CDDRL 2019 In Review
CDDRL, New America, and the Scholar Strategy Network came together to form the Electoral Research Reform Group (ERRG). The purpose of the ERRG is to fund and publish research on electoral reform in the United States, beginning with studies of ranked-choice voting. For more see HERE.
More American Democracy related work
Larry Diamond, FSI (CDDRL) and Hoover Senior Fellow, and James Fishkin, Director of the Center for Deliberative Democracy at Stanford University worked on the project America in one Room, a historic gathering of 500 American voters who participated in a nonpartisan discussion about the major issues of the 2020 presidential election. The participants are carefully selected to form an accurate, representative sample of the entire American electorate in all its political, cultural, and demographic diversity. Over the course of the event, the delegates learn about the issues; deliberate amongst themselves in a thoughtful, civil, and substantive fashion; and have town-hall discussions directly with presidential candidates. Their views on the issues and the relative merits of the candidates are documented and shared with the public, candidates, and policymakers, giving a clearer, more balanced, and more informed idea of the political landscape heading into the election.
CDDRL’s Program on Arab Reform and Democracy (ARD) held its annual conference at Stanford University on October 11 and 12, titled “The Struggle for Political Change in the Arab World.” The conference is an outgrowth of ARD’s efforts to support new research on the dynamics of political change in the countries of the Arab world. Scholars from across different disciplines sought to understand how social, economic, and political dynamics at the national level, as well as international and regional conflict and power rivalries, impact struggles for political and social change in the region.
In 2019, ARD's seminar series provided the Stanford community with an important forum for discussing cutting-edge research addressing timely issues and problems in the countries of the Arab world.
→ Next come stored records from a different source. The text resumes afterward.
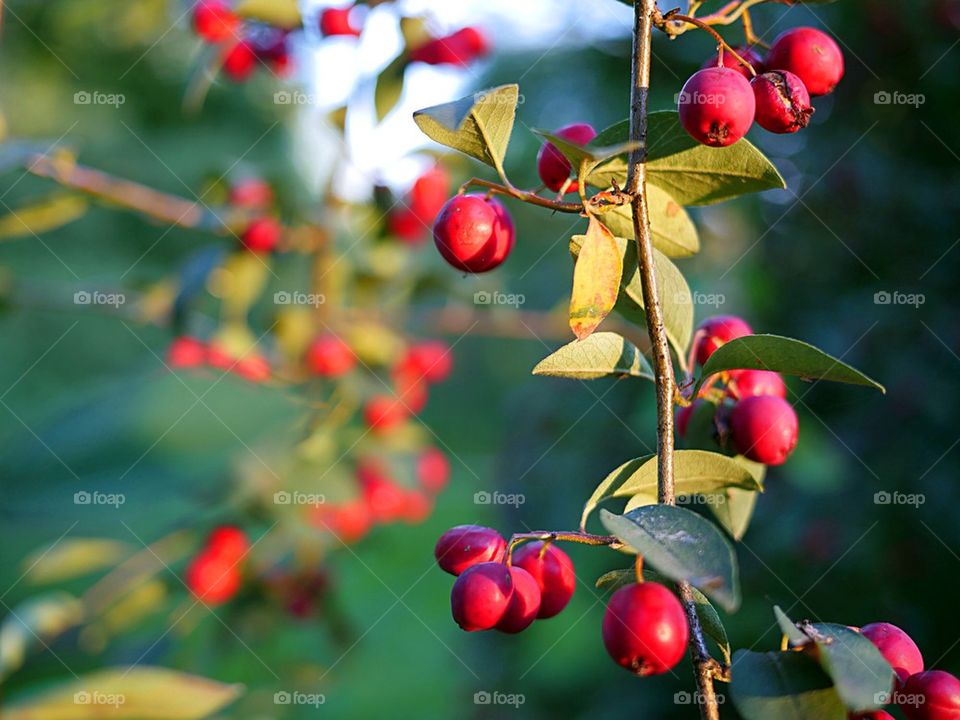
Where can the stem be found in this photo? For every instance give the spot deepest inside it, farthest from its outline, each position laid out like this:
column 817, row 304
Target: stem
column 644, row 14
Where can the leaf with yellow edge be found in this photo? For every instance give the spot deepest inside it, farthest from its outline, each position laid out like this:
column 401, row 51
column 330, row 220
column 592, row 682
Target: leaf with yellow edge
column 596, row 279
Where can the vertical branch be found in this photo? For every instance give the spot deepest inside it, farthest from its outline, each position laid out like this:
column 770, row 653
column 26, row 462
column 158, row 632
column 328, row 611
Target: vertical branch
column 644, row 13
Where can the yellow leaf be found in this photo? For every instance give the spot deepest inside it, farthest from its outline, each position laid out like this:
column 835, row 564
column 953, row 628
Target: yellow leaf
column 596, row 280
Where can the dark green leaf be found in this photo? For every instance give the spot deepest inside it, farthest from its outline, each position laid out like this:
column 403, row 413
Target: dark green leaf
column 784, row 355
column 600, row 355
column 683, row 546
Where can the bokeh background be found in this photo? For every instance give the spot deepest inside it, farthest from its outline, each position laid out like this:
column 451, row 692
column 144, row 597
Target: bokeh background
column 872, row 207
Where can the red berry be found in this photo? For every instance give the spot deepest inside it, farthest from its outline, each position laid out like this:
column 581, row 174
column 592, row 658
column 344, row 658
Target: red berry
column 717, row 106
column 213, row 21
column 645, row 629
column 464, row 546
column 552, row 568
column 729, row 61
column 330, row 356
column 524, row 603
column 262, row 235
column 383, row 413
column 811, row 55
column 213, row 579
column 433, row 470
column 473, row 233
column 716, row 331
column 930, row 695
column 336, row 21
column 481, row 595
column 186, row 352
column 783, row 103
column 229, row 543
column 747, row 383
column 897, row 647
column 240, row 61
column 764, row 428
column 552, row 167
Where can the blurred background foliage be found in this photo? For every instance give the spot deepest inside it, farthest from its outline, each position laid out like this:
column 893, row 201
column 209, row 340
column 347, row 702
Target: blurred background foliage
column 872, row 206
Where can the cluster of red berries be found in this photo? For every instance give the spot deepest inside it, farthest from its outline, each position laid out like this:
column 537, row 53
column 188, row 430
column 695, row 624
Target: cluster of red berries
column 245, row 45
column 419, row 209
column 750, row 407
column 921, row 695
column 214, row 574
column 382, row 500
column 493, row 591
column 720, row 102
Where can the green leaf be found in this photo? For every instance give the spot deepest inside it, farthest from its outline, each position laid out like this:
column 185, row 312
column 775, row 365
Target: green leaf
column 862, row 677
column 389, row 86
column 674, row 233
column 782, row 685
column 709, row 617
column 600, row 355
column 683, row 546
column 596, row 279
column 784, row 355
column 478, row 125
column 137, row 692
column 692, row 173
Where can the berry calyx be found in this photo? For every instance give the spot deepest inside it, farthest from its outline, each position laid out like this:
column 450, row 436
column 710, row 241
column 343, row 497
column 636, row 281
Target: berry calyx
column 330, row 356
column 645, row 629
column 552, row 167
column 764, row 428
column 783, row 103
column 473, row 233
column 716, row 331
column 811, row 55
column 930, row 695
column 481, row 595
column 464, row 546
column 262, row 235
column 729, row 61
column 716, row 106
column 524, row 603
column 897, row 647
column 552, row 568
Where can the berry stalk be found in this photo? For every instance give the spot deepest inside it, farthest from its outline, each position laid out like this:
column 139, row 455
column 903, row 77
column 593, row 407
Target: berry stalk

In the wake of the 2019 Algerian Uprising, which resulted in the resignation of longtime president Abdelaziz Bouteflika, ARD hosted Algeria experts Muriam Haleh Davis and Thomas Serres, who analyzed the origins and outcome of the protests. ARD also invited Georgetown Scholar Daniel Brumberg to discuss the outcome of Tunisia’s 2019 legislative and presidential elections, and their implications for democratic consolidation in the country.
The Poverty, Violence and Governance Lab’s (Povgov) partnerships with government agencies, police departments, and non-state organizations to study the causes of violence in Latin America. In 2019, the Povgov team made relevant academic and policy contributions on what works and doesn’t to control violence; how to improve the function and accountability of public safety institutions; and how to restrain human rights abuses, among others.
Povgov published three peer-reviewed articles, multiple reports, policy memos and submitted one article to APSR. In parallel to the academic publications, 2019 was an important year in partnership-building, training, data collection, and policy diffusion in Mexico.
Derived from a collaboration with the Instituto Tecnologico Autonomo de Mexico (ITAM), the US Embassy-Mexico, and Stanford’s Center for Latin American Studies, every year we bring dozens of indigenous students from multiple rural sites in Mexico. This program offers scholarships to study an intensive summer program at Stanford University on the challenges of poverty, violence and governance across Mexico and indigenous townships.
Sophia Pink's thesis, "Think like a Scientist: Interventions to Reduce Politically Motivated Reasoning" received the CDDRL Award for Outstanding Thesis 2019
Alex Trivella's Thesis,"Thwarting Electoral Revolution: The Communal State and Authoritarian Consolidation in Venezuela" received a Firestone Medal, given to the top 10% of all honors theses.